The third panel discussion, Learn from the learned (Effective supply chain management), was moderated by Rajeev Nagpal, GM, business planning, Steel Authority of India. His panel comprised Sunil Shrivastava, GFH & chief purchasing officer, UNO MINDA; Mohnish Verma, supply chain, Coca Cola; and Avinash Mathur, director, supply chain, Whirlpool India. Nagpal began by asking the panellists about how advancements in manufacturing has affected supply chain and the novel ways that companies were managing them. To that, Shrivastava replied, “Changing customer demands has had a cascading effect on the supply chain. With more than 1,000 suppliers, 27 products, and 300 variants we have aggressively had to work on maintaining quality. What worked to our advantage is our tie-up with Japanese companies and the practices they taught us. Now all we have to do is replenish.”

With most MNCs importing relevant parts from their parent companies abroad, the supply chain can get pretty redundant. Mathur elucidated this well when he said, “Various suppliers ask for different lead times and that puts pressure on the supply chain. Often we find that the finishes we receive from Korea or Japan is unsuitable to the demand culture in India. We work on vendor managed inventory and we need to graduate from using Excel sheets to manage the supply chain.”

But even more erratic is managing an FMCG supply chain that comes with a shelf-life. Verma knows this well when he spoke about the difficulties of tracking and how his company has adopted an integrated IT management system to track that is SAP based and made it in line with Coca Cola requirement to call it Coke One.

The Summit also saw a highly enlightening oration by BS Pani, proprietor, Span Resources Management Services, who delved deeply into ‘smart’. Challenging the concept, he spoke on how important it is for companies to understand and engage local people when setting up new companies instead of scouting outside for talent. “We need to recognise the strength of our own people and stand up to competition instead of fearing it. Of course, companies need to deploy technology, but that shouldn’t make people expendable.”

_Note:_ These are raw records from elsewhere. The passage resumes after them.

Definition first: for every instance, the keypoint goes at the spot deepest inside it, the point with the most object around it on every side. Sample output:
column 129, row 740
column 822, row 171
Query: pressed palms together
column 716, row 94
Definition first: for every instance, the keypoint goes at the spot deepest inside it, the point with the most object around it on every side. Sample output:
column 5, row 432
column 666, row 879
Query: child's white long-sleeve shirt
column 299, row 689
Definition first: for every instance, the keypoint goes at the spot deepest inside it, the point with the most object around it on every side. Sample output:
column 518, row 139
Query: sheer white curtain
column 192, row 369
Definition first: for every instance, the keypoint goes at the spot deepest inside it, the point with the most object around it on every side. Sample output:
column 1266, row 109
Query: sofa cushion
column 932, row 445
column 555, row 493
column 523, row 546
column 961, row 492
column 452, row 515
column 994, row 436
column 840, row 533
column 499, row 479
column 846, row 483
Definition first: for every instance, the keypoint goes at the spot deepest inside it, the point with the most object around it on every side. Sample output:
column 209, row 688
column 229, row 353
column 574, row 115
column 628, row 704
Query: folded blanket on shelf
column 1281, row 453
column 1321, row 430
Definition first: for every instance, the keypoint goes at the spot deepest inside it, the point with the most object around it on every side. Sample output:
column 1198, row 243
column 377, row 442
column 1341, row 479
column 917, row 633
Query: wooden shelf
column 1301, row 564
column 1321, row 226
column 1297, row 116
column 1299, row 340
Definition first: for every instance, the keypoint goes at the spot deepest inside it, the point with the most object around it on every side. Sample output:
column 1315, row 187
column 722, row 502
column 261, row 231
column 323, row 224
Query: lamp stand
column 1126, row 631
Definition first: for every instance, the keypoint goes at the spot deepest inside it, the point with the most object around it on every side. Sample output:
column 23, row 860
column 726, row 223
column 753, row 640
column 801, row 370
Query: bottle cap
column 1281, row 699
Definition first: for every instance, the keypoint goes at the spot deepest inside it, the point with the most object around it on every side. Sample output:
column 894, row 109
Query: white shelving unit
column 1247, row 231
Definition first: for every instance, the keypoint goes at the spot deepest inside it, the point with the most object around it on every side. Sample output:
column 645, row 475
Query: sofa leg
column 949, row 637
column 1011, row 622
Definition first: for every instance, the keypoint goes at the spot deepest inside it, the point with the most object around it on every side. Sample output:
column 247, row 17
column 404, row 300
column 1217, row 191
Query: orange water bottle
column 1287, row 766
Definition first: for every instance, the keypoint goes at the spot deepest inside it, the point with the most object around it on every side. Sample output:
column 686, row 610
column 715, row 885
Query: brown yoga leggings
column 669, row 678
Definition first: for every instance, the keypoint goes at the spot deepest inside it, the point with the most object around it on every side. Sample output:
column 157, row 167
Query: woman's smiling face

The last panel discussion, Managing people for success, was moderated by Jayashree Mendes, editor, Manufacturing Today. The panellists were Anadi Sinha, president, corporate HR, UNO MiNDA; Mahender Singh, plant head, Hella India Automotive; and Pankaj Sharma, head HR, MAHLE Filter Systems (India).

Explaining how people need to be cajoled into continuing in the manufacturing sector, Sinha said that while there is no shortage of manpower, it is difficult to retain people as they seek greener pastures that could come in the form of white collar jobs. To this Sharma said that the manufacturing sector faces stiff competition from other verticals, which means training and reskilling people that can hamper progress and can be a bane to the human resources team. Singh cited that as plant head, he is often required to reskill and deskill people and the latter then look for opportunities in corporate environments.

The Summit ended with a Vote of thanks by Saikumar, and just in time allowing the audience to hit the road before the onslaught of the Gurgaon peak hour traffic.